CSK adopted the plan after O'Reilly bid $8 a share for the retailer, which had seen its stock plummet some 70% over the past six months as sluggish sales, increased costs, and higher rent caused it to post a $5.8 million loss in December. O'Reilly's bid amounted to a 34% premium to CSK's price when the offer was made public. Yet looking at CSK's stock over the past month, the bid would amount to a 60% premium.

The poison pill calls for shareholders to buy $90 worth of shares for just $45 if any entity tries to buy 10% or more of CSK's stock. The company adopted the plan to try and thwart a takeover by O'Reilly as it considers other strategic alternatives. According to CSK, some 20 different parties have executed to either confidentiality or standstill agreements, though O'Reilly is not one of them. For its part, O'Reilly says it made its offer public after failing to work with CSK's board, and that it feels the bid offers shareholders a measure of security they don't currently have.

Poison pills are often viewed as anti-shareholder in nature, because they can keep current management in place. That, along with staggered board elections, can thwart shareholders from shaking up a moribund company, preventing an acquirer from replacing enough of the board to remove the pill.

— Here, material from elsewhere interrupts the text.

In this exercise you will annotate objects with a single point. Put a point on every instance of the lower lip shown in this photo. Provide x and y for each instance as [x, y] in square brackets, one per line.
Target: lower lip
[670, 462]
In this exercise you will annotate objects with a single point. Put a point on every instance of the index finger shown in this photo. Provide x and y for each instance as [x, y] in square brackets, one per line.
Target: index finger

While that's the case with most plans, it doesn't seem to be so with CSK. For one, this particular arrangement expires in one year, unless shareholders approve an extension. That's a positive sign, suggesting that management is truly concerned with maximizing shareholder value in any deal it ultimately works out. This particular poison pill gives management the time and flexibility needed to consider any offers.

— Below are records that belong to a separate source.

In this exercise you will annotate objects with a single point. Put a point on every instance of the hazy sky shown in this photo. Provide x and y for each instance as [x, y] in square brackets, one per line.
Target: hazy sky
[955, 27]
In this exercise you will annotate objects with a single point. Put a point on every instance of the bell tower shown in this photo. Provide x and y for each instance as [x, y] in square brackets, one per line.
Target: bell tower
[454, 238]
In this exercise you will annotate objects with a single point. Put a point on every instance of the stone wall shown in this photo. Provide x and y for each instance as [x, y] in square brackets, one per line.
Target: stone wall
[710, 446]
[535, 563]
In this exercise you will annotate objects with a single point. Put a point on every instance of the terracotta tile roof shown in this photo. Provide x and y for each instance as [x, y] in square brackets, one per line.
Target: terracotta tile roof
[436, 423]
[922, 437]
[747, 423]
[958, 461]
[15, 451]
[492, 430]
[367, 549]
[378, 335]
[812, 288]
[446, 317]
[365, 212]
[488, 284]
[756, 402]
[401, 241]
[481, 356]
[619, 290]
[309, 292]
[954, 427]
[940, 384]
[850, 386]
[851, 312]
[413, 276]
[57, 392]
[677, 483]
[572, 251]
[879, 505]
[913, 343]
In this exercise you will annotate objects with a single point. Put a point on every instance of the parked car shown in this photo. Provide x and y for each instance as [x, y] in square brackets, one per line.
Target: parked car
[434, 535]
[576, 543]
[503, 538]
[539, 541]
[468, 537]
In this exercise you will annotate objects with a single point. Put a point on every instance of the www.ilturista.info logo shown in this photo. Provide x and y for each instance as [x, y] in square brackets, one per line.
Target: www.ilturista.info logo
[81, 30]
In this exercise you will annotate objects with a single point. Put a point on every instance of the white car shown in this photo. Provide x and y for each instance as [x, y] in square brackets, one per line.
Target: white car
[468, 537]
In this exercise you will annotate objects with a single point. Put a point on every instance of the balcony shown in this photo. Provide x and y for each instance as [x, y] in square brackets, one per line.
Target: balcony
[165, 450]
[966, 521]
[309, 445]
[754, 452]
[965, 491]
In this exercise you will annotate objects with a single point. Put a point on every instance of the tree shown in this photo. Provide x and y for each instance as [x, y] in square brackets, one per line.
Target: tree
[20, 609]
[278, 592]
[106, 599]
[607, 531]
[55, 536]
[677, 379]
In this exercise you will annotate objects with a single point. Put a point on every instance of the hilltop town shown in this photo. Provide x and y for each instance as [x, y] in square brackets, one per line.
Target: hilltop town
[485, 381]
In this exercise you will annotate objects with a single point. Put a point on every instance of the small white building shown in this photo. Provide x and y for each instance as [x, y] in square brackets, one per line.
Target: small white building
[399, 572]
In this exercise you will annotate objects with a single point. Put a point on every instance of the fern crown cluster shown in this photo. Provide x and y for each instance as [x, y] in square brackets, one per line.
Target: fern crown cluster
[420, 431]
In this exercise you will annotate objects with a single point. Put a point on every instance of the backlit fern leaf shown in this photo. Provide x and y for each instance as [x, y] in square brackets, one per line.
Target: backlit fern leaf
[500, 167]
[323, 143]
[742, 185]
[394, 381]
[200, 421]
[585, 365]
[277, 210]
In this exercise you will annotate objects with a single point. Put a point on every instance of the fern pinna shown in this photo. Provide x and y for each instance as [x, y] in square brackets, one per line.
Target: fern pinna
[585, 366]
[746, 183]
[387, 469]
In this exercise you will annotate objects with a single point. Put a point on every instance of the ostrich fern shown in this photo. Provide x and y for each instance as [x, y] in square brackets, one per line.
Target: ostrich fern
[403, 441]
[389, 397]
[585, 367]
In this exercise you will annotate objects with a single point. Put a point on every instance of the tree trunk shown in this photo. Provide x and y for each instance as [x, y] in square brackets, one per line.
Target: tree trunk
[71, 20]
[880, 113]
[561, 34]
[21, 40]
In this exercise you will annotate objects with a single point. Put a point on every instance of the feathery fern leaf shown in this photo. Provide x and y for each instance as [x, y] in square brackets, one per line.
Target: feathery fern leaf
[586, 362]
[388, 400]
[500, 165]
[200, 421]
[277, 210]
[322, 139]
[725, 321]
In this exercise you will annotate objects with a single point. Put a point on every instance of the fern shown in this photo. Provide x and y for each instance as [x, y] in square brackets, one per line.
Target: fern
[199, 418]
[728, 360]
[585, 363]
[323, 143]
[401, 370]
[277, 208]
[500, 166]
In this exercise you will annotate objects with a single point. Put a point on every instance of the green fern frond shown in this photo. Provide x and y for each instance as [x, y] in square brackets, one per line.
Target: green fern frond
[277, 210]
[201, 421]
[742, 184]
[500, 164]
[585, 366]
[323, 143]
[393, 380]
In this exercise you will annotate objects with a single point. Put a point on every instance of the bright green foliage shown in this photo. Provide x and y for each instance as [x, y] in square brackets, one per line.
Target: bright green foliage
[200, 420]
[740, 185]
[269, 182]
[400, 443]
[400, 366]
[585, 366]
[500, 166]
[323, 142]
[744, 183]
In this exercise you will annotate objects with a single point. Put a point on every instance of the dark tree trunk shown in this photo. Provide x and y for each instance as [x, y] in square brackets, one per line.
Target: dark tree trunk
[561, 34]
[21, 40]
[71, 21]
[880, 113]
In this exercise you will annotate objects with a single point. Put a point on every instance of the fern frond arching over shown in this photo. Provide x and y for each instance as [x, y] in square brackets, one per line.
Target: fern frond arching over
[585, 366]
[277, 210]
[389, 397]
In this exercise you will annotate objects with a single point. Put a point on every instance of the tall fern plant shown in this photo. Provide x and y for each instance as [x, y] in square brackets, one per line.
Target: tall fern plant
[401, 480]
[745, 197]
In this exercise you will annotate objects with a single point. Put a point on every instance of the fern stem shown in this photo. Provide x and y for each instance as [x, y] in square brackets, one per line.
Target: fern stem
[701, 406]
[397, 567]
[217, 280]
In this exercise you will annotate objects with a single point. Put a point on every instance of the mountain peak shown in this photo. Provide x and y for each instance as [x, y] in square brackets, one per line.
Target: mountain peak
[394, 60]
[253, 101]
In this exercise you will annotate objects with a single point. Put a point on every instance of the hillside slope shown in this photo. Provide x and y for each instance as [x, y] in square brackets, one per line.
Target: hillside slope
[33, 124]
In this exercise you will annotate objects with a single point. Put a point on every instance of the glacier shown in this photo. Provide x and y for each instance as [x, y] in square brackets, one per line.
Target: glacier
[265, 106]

Yet CSK also needs to be careful not to spurn O'Reilly too much. The credit markets are a much different place than they were last March, when O'Reilly first approached the retailer. While JPMorgan Chase (NYSE: JPM) has been brought in to sort through its alternatives, public or private equity may no longer have the ready capital it would need to make a sweeter or more viable offer than O'Reilly's.

Over the past year, auto parts retailers have been having a rough go of it. Although CSK may be one of the worst performers, Pep Boys (NYSE: PBY) and Auto Nation (NYSE: AN) have done only slightly better. Even the shares of the nation's biggest parts retailer, AutoZone (NYSE: AZO), remain below where they were last year, though on a number of metrics it is perhaps the best value of any of the bunch.

Still, O'Reilly boasts a strong balance sheet, holding $110 million in cash. Only Genuine Parts (NYSE: GPC) has more, with $330 million. Genuine Parts has previously indicated that it's interested in making acquisitions, but it's looking more on the industrial side to better deploy its cash.

Merger and acquisition activity is hardly dead, but it's not quite as vital as it once was, either. A growing number of private equity groups have recently backed out of deals as their target's fortunes changed. In this climate, CSK's weakening financials may not be enough to attract a buyer. Shareholders may then not have an option to exercise any rights -- friendly or otherwise.